Menstrual equity is a problem, but what we really lack is the research to show what the most effective solution would be. We are seeing governments earmarking millions of dollars to provide free menstrual pads, but we don’t know if that is the solution menstruators need, or even want. There is too much of a fixation on products as the solution when what is really needed is evidence to show what menstruators need and the impacts of the interventions that we have.

And lack of education is a big problem. In some places, young menstruators don’t know what is happening to them when they get their first period because the issue is so highly stigmatized that no one ever prepared them for what to expect and what to do.

In addition to the stigma around menstrual health, there are other global biases and challenges facing women that are also known, which include inequalities in the economic status, unpaid labor—the list continues. What are some things that are, perhaps, not as widely known but are critical to know?

There is a shameful gap when it comes to funding for female entrepreneurs. First, there are fewer female entrepreneurs, and compounding that is the fact that those female entrepreneurs in the space are held back by gender bias and stereotypes in the investment process. A recent report showed that 93 percent of all available capital in the Nordics in 2019 was picked up by all-male teams. We need to do better.

Morgan Stanley estimates that investors are missing out on businesses worth $4 trillion in revenue annually by not investing in more female- and minority-led enterprises.

What are some ways people can help advance the work that you do, and use their privilege to empower women in their communities and around the world?

Words are powerful and communication is essential.

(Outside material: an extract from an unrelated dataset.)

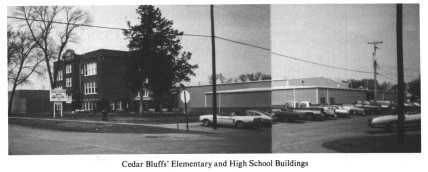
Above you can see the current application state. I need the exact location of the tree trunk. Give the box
[139,89,144,116]
[7,85,16,116]
[7,59,24,115]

Being silent about issues like menstruation and female sexual health and pleasure only reinforces the idea that they are things we should be ashamed of and keep hidden.  Being open about our own lived experience and curious about others is a significant and important part of breaking the stigmas and moving the needle.  I bring my work home and take responsibility for raising the next generation to not hold the same stigmas that I was raised with and to be curious, especially amongst boys.  Reaching scalable impact will be through mainstreaming key women’s health issues that affect us all.

I also believe that we need to be better customers. Women drive or influence more than 70 percent of all consumer spending, so let’s show investors what is important to us.